Descendants of slaves trace roots at reunion
RICHMOND, Va. — Every time Bettye Kearse sets foot on former President James Madison’s plantation, she feels like she’s coming home.
She has spent much of her adult life wondering about her family’s saying, one passed down for generations: “Remember your name is Madison.”
Kearse, a pediatrician, planned to join about 100 other descendants of Madison’s slaves at his home, Montpelier, last weekend to share their stories and collect DNA samples that may piece together their history.
The reunion was one of a series of events commemorating the 400th anniversary of the founding of Jamestown, America’s first permanent English settlement.

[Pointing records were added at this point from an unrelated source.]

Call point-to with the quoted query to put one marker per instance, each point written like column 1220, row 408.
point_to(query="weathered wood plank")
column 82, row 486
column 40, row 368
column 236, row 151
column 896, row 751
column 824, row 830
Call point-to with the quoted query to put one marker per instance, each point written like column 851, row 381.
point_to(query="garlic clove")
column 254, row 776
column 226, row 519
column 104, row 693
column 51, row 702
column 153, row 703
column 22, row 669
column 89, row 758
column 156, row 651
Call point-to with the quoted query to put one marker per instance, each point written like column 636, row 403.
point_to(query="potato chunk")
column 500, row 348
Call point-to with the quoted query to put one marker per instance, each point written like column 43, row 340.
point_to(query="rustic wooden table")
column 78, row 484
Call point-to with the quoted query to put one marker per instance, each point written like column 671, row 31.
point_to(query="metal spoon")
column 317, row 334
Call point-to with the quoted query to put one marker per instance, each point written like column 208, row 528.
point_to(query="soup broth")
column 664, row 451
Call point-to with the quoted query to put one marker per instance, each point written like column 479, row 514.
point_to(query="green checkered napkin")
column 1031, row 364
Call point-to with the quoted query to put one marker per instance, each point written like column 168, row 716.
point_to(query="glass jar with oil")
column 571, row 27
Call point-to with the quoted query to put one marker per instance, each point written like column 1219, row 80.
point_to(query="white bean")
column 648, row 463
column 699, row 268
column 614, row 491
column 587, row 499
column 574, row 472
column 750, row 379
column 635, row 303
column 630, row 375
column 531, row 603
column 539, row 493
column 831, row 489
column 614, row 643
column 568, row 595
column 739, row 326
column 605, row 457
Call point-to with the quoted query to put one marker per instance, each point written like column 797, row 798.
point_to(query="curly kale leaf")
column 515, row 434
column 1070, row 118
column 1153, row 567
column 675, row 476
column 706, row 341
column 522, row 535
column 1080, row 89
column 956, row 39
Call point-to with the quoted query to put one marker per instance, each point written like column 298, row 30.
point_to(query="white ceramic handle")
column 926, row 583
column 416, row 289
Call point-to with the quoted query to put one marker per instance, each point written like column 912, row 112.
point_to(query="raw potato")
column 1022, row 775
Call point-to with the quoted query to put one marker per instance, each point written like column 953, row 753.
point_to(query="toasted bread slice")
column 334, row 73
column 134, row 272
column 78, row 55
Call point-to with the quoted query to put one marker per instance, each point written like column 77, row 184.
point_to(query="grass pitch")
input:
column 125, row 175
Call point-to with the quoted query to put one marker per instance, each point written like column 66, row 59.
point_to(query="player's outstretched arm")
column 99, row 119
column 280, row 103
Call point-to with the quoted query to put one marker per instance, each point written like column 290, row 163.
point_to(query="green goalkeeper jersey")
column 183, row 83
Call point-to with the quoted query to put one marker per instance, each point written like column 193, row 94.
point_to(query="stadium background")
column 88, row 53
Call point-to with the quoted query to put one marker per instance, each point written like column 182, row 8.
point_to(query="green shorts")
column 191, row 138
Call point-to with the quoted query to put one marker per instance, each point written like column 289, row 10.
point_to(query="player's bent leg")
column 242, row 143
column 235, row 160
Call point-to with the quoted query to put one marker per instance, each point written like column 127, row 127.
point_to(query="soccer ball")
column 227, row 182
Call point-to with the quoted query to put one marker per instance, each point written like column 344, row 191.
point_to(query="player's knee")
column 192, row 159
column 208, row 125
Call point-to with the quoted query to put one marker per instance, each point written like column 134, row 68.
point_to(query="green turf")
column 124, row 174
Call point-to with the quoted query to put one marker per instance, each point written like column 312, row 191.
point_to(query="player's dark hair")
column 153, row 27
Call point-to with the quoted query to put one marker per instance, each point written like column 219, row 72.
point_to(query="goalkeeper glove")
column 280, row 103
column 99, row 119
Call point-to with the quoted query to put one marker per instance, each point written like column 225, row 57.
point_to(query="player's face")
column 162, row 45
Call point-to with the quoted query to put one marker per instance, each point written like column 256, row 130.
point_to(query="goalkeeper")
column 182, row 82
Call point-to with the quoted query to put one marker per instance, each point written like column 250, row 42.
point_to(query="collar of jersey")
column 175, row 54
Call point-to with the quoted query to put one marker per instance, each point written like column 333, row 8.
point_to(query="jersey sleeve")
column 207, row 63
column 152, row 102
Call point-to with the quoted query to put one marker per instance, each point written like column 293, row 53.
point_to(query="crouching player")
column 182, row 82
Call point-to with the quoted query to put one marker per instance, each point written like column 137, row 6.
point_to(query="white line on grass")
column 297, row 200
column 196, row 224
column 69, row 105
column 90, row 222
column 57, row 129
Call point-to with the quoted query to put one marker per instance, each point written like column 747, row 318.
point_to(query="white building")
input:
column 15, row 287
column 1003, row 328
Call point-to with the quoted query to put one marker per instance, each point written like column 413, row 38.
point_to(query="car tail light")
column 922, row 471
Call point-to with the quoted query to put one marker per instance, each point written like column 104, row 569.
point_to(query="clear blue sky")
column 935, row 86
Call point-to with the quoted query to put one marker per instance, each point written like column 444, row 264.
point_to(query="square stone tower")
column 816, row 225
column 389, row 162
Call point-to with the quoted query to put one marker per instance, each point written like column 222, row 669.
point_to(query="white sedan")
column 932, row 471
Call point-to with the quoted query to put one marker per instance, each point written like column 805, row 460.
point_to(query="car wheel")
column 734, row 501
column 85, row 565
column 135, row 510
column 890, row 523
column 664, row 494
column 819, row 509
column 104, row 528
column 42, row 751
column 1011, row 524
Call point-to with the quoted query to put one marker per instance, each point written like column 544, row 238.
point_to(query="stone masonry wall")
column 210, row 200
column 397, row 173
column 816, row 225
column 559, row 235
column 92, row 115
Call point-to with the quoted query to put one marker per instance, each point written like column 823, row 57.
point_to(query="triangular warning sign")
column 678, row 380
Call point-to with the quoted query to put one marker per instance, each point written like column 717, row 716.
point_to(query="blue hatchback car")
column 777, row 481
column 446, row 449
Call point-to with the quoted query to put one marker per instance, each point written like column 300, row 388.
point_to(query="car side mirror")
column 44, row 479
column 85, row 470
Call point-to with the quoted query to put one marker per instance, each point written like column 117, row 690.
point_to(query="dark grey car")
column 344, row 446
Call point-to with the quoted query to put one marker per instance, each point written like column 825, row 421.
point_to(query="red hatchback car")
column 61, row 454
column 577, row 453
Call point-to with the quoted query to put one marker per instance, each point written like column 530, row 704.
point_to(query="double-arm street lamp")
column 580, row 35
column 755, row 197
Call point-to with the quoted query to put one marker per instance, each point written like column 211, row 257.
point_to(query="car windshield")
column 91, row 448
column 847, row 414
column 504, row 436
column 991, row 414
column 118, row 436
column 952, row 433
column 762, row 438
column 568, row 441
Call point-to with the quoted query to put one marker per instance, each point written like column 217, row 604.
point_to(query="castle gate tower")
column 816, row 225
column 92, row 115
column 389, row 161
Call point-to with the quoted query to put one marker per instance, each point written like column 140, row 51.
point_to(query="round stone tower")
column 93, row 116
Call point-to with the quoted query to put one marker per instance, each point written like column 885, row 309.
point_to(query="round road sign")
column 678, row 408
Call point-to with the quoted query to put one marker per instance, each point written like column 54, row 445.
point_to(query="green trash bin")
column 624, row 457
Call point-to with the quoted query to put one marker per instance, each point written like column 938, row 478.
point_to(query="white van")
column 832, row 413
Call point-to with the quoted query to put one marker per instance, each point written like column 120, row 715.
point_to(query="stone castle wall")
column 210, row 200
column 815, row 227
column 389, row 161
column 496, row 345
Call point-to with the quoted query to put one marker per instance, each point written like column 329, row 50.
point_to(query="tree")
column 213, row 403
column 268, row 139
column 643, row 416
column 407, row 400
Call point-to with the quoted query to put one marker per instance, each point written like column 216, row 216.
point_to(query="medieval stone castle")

It comes during a $23 million renovation to restore the home that Madison — America’s fourth president — shared with his wife, Dolley, in the 1800s. The renovation is expected to be complete next year.
“The majority of the people that lived and worked here were the slave community,” said Peggy Vaughn, Montpelier’s spokeswoman. “To interpret the history correctly, we have to know what we’re talking about.”
The investigation into Madison’s past echoes the one into the nation’s third president, Thomas Jefferson. Descendants of Sally Hemings, one of his slaves, claim Jefferson fathered at least some of Hemings’ children.
Genealogy searches and reunions like the one at Montpelier have surged since Alex Haley’s book “Roots” was released in 1976, Kearse said.
“Then African Americans realized, one, that they could trace their roots, and two, that they should do it,” Kearse said. “We all have stories and are grounded somewhere.”
Kearse said her family traces its roots back to a slave named Corean, who was reportedly owned by Madison and gave birth to a son named Jim. When Jim was sold to a plantation owner in Tennessee, she told him not to forget he was a Madison in case they should ever reconnect. Since then, the saying’s meaning has evolved.
“Initially it was a tool, then it became valuable after the slaves were free because my family really did well. They owned property, participated in government, learned to read and then they passed this legacy on,” Kearse said.
Most of the events were closed to the public, except for a keynote address last Saturday by historian and author John Hope Franklin and a wreath-laying ceremony at the slave cemetery Sunday, followed by a religious service.
Bruce Jackson, who works on the “Roots Project,” which links blacks to West African tribes, collected DNA samples to help people trace their roots.
“Everybody wants to know what their origins are and we’re not different,” Jackson said. “Knowing one’s origins is one of the passions of being American.”